На скамейке напротив Феликса пристроился одинокий Чанбин: курит себе спокойненько, закинул ногу на ногу, опёрся локтем на колено и втыкает в полупрозрачную стенку позади Феликса. Феликс тоже смотрит на стекло за своей спиной. Обычное стекло, перекрытое матовой плёнкой, из-за чего рассмотреть что происходит внутри снаружи и снаружи внутри было невозможно. Посмотрел на Чанбина странно и взгляд перепрыгнул на последнюю скамейку.

На ней пристроились Бан Чан и Чонин у него под боком.

— Чонин? — неожиданно громко спрашивает Феликс. Айтишник и дизайнер отвлекаются от мемов в телефоне, Чанбин вздрагивает, выходя из своего астрала.

Феликс красноречиво поднимает бровь:

— А не рано ли тебе ещё здесь сидеть?

Вместо него отвечает Бан Чан:

— Не рано, — и выглядит как волк, который готовится напасть на свою жертву, сделай та малейшее телодвижение. Феликс затыкается.

Не рано так не рано, всё равно он не курил, а играл в сабвей сёрф на своём новеньком айфончике; Чан, приобнимающий его за плечо, находился даже по меркам Феликса неприлично близко.

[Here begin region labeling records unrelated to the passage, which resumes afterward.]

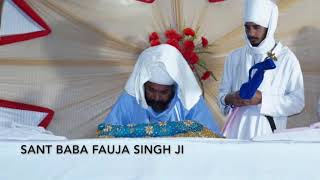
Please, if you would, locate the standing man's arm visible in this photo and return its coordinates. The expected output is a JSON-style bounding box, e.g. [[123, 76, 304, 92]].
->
[[261, 53, 305, 117]]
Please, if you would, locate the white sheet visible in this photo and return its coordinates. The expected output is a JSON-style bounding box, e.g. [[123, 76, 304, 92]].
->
[[0, 107, 48, 126], [0, 130, 320, 180], [0, 118, 66, 141], [0, 0, 43, 36]]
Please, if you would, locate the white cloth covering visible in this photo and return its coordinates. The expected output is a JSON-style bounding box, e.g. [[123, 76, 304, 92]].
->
[[125, 44, 202, 110], [219, 0, 305, 139], [0, 119, 67, 141]]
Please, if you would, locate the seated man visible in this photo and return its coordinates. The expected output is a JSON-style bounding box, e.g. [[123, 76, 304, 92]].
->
[[105, 44, 220, 134]]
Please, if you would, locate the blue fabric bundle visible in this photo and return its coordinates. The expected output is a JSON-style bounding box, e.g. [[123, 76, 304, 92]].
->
[[240, 57, 276, 100]]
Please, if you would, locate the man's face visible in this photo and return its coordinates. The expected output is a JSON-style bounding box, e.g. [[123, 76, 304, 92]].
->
[[244, 22, 268, 47], [144, 81, 175, 113]]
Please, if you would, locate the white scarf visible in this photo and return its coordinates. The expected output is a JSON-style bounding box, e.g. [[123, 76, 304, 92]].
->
[[125, 44, 202, 110]]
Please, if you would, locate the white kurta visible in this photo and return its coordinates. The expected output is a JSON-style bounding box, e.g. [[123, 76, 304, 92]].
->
[[219, 43, 305, 139]]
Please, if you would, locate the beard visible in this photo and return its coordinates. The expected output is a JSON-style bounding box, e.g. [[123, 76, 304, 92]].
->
[[146, 98, 170, 113]]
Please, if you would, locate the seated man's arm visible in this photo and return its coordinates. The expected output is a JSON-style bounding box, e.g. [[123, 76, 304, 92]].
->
[[186, 96, 220, 134], [104, 93, 128, 125]]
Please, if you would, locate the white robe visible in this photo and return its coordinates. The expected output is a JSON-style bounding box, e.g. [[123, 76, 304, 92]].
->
[[219, 43, 305, 139]]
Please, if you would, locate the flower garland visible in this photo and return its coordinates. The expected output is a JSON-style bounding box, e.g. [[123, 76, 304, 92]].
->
[[149, 28, 217, 88]]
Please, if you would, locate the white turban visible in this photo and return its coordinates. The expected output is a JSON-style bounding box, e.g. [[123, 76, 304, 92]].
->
[[244, 0, 279, 54], [149, 66, 174, 85], [125, 44, 202, 110]]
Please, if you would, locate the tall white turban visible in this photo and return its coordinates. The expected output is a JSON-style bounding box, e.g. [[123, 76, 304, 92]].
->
[[244, 0, 279, 54], [125, 44, 202, 110]]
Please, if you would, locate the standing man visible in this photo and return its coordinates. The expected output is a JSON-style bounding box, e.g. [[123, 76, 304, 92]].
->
[[219, 0, 305, 139]]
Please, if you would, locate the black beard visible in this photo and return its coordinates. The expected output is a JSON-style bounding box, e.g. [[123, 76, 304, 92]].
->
[[146, 99, 170, 113]]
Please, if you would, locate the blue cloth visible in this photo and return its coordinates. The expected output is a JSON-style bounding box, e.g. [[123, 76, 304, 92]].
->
[[105, 92, 220, 134], [240, 57, 276, 99]]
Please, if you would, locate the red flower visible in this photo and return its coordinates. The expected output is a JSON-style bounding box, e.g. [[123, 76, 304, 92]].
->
[[190, 64, 196, 71], [149, 32, 160, 42], [165, 29, 182, 41], [167, 39, 181, 51], [183, 28, 196, 37], [189, 52, 199, 64], [201, 37, 208, 48], [150, 39, 161, 46], [201, 71, 212, 80], [183, 40, 194, 51]]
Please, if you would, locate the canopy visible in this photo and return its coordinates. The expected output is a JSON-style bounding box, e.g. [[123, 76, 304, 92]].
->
[[0, 0, 320, 138]]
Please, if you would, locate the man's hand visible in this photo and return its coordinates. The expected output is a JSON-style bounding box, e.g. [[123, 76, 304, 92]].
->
[[224, 91, 262, 107], [224, 91, 246, 107], [244, 91, 262, 106]]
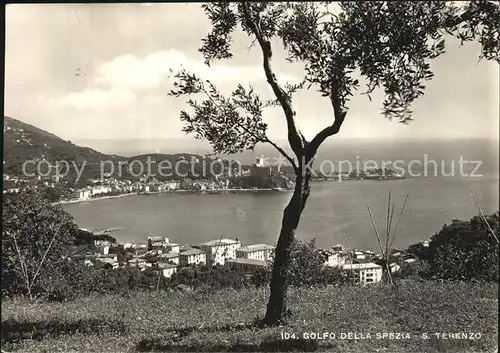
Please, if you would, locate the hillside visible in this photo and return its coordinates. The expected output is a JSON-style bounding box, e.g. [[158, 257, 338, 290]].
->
[[3, 116, 120, 175], [2, 281, 498, 353]]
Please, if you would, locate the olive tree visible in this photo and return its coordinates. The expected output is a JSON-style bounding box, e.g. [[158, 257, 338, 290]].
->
[[169, 0, 500, 325]]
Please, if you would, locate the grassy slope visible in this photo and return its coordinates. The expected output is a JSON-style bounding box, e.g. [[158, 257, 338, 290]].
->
[[2, 282, 498, 352]]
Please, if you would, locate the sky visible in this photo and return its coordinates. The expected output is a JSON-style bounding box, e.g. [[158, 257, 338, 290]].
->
[[4, 3, 499, 153]]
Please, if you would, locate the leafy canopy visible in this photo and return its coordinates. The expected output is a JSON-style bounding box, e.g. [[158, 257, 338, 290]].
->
[[170, 0, 500, 164]]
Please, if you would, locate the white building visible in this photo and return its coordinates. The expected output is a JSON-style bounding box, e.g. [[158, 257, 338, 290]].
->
[[342, 262, 382, 286], [165, 243, 179, 254], [75, 189, 92, 200], [179, 249, 207, 266], [321, 249, 346, 267], [200, 239, 241, 266], [332, 244, 344, 252], [148, 237, 170, 249], [158, 252, 179, 265], [95, 257, 119, 269], [236, 244, 274, 261]]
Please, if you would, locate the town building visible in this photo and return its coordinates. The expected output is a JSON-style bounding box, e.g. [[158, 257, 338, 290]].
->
[[161, 265, 177, 278], [331, 244, 344, 252], [165, 243, 180, 253], [179, 249, 207, 266], [95, 257, 119, 269], [158, 252, 179, 265], [148, 237, 170, 250], [236, 244, 274, 261], [342, 262, 382, 286], [200, 239, 241, 266], [319, 249, 346, 267], [128, 257, 147, 268]]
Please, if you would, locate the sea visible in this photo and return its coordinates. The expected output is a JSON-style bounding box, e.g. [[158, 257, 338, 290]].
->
[[63, 139, 499, 251]]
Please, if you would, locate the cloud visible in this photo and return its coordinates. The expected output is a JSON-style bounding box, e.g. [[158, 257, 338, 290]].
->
[[95, 49, 300, 90], [57, 88, 136, 110]]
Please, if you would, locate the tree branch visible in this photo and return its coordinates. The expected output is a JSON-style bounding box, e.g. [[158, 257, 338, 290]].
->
[[242, 2, 305, 160]]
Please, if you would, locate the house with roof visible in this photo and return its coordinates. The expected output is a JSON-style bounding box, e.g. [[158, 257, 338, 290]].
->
[[236, 244, 274, 261], [200, 239, 241, 266], [226, 258, 267, 271], [148, 237, 170, 250], [179, 248, 207, 266], [165, 243, 180, 253], [342, 262, 382, 286], [160, 265, 177, 278], [128, 257, 147, 268]]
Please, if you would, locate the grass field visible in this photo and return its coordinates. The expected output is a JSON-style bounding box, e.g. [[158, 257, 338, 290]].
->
[[2, 282, 498, 353]]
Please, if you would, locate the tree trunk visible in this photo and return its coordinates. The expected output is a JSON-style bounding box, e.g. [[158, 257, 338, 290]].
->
[[262, 170, 311, 326]]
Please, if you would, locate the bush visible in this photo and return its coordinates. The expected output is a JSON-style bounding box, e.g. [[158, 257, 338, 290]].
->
[[419, 212, 499, 282]]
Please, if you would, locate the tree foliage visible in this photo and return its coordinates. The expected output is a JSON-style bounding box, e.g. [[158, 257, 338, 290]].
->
[[417, 212, 499, 281]]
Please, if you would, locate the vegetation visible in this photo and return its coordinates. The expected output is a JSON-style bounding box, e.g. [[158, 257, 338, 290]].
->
[[2, 189, 78, 299], [1, 282, 498, 353], [409, 212, 499, 282], [170, 0, 500, 325]]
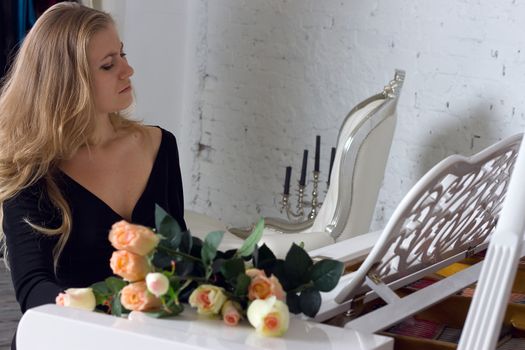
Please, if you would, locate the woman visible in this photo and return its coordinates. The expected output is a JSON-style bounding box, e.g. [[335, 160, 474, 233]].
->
[[0, 3, 185, 348]]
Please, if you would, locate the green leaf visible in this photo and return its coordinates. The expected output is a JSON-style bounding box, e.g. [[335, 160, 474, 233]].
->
[[221, 258, 245, 280], [312, 259, 344, 292], [152, 244, 175, 270], [299, 288, 321, 317], [284, 243, 313, 284], [91, 282, 112, 305], [237, 218, 264, 256], [233, 274, 252, 297], [255, 244, 277, 271], [286, 293, 301, 315], [104, 276, 127, 294], [175, 260, 195, 277], [201, 231, 224, 266]]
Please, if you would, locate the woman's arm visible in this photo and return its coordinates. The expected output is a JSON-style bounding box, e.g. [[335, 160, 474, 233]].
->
[[3, 181, 62, 312]]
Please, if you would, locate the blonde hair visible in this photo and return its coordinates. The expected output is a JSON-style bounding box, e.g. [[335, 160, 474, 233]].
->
[[0, 2, 141, 269]]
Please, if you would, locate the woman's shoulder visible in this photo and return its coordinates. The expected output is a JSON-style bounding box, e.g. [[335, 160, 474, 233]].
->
[[144, 125, 177, 149]]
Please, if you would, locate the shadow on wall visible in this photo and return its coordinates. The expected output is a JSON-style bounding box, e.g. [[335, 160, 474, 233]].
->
[[416, 105, 510, 183]]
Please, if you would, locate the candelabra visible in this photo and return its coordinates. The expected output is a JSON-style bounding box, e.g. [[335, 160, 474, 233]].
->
[[280, 136, 335, 223], [280, 171, 322, 222]]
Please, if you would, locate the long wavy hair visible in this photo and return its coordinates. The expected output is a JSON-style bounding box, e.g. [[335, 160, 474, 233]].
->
[[0, 2, 141, 270]]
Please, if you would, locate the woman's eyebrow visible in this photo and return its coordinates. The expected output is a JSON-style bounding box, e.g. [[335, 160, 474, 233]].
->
[[100, 42, 124, 61]]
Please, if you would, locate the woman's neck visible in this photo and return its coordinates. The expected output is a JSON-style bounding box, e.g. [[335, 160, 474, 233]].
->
[[89, 114, 117, 147]]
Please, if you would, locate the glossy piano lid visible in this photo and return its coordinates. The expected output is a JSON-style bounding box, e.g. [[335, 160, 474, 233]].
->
[[17, 305, 393, 350]]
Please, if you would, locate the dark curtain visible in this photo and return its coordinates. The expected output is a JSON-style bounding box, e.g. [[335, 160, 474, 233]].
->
[[0, 0, 77, 78]]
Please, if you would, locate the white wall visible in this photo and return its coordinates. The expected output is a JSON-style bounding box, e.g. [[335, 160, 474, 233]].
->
[[191, 0, 525, 228], [103, 0, 525, 228]]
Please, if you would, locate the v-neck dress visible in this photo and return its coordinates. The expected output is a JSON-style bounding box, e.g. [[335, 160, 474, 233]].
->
[[3, 129, 186, 312]]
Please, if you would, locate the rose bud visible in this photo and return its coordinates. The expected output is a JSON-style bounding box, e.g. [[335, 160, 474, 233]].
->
[[189, 284, 226, 315], [221, 300, 242, 326], [120, 281, 162, 311], [109, 250, 150, 282], [246, 269, 286, 301], [146, 272, 170, 298], [109, 220, 160, 256], [55, 288, 96, 311], [247, 296, 290, 337]]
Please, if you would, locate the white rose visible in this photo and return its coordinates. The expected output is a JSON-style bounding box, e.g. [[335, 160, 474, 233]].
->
[[56, 288, 97, 311], [247, 296, 290, 337], [146, 272, 170, 298]]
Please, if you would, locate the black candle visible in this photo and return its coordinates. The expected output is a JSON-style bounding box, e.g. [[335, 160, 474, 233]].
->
[[326, 147, 335, 185], [284, 166, 292, 194], [314, 135, 321, 172], [299, 149, 308, 186]]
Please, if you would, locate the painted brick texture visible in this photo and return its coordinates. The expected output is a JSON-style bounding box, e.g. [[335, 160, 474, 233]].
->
[[186, 0, 525, 229]]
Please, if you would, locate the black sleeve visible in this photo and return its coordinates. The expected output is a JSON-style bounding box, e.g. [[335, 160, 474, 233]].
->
[[168, 133, 187, 231], [2, 181, 62, 312]]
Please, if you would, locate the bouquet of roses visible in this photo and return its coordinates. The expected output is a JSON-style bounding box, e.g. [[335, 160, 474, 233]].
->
[[56, 206, 343, 336]]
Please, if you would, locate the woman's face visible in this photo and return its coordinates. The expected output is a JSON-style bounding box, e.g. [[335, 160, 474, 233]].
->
[[88, 25, 133, 114]]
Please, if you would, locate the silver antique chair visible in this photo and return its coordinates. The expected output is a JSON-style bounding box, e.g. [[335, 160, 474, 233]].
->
[[250, 70, 405, 255], [185, 70, 405, 256]]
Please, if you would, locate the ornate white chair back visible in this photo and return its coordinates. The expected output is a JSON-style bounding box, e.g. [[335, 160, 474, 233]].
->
[[458, 133, 525, 350], [317, 134, 522, 319]]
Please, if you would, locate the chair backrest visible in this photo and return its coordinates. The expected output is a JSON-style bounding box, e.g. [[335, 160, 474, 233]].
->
[[308, 70, 405, 240], [458, 133, 525, 350], [335, 134, 522, 303]]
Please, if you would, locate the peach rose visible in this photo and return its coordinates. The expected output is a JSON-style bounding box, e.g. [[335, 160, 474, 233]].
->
[[120, 281, 162, 311], [146, 272, 170, 298], [109, 220, 160, 256], [221, 300, 242, 326], [189, 284, 226, 315], [109, 250, 150, 282], [246, 269, 286, 301], [55, 288, 97, 311], [247, 296, 290, 337]]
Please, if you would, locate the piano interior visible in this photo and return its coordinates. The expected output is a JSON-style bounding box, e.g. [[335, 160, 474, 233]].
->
[[325, 252, 525, 350]]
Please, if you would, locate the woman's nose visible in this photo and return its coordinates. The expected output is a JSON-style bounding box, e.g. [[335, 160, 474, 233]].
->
[[120, 59, 134, 79]]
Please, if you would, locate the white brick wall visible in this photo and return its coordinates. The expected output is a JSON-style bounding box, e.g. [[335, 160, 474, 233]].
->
[[108, 0, 525, 228], [186, 0, 525, 228]]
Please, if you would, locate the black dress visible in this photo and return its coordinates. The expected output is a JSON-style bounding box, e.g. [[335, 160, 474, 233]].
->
[[3, 129, 186, 348]]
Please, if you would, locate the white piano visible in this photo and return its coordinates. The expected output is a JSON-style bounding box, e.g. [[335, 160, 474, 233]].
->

Феликс фыркает, отворачиваясь от них.

Взгляд снова цепляется за Джисона и Хёнджина.

Хёнджин сигарету держал изящно, пепел стряхивал, как пыльцу с волшебной палочки. Хёнджин сам по себе красив, и каждое действие, выполняемое им сразу обретало такую же окраску. Феликс полюбовался пару секунд, покачал головой, сокрушаясь о невозможности переспать с ним (он уже пытался), и перевёл взгляд. Красиво, эстетично, но не то.

Джисон держал сигарету между большим и указательным пальцем, втягивался будто с усилием и локтями упирался в колени, сгорбившись. Полная противоположность Хвану, да и к тому же создавалось ощущение, что курит он не хёнджиновы сигареты с двумя кнопками, а как минимум косяк.

Чанбин курил странно: зажимал сигарету меж зубов и не притрагивался к ней руками, затягивался долго, выпускал дым, не выпуская сигарету изо рта. От одной мысли жгло во рту, а он так курил постоянно. Странный человек.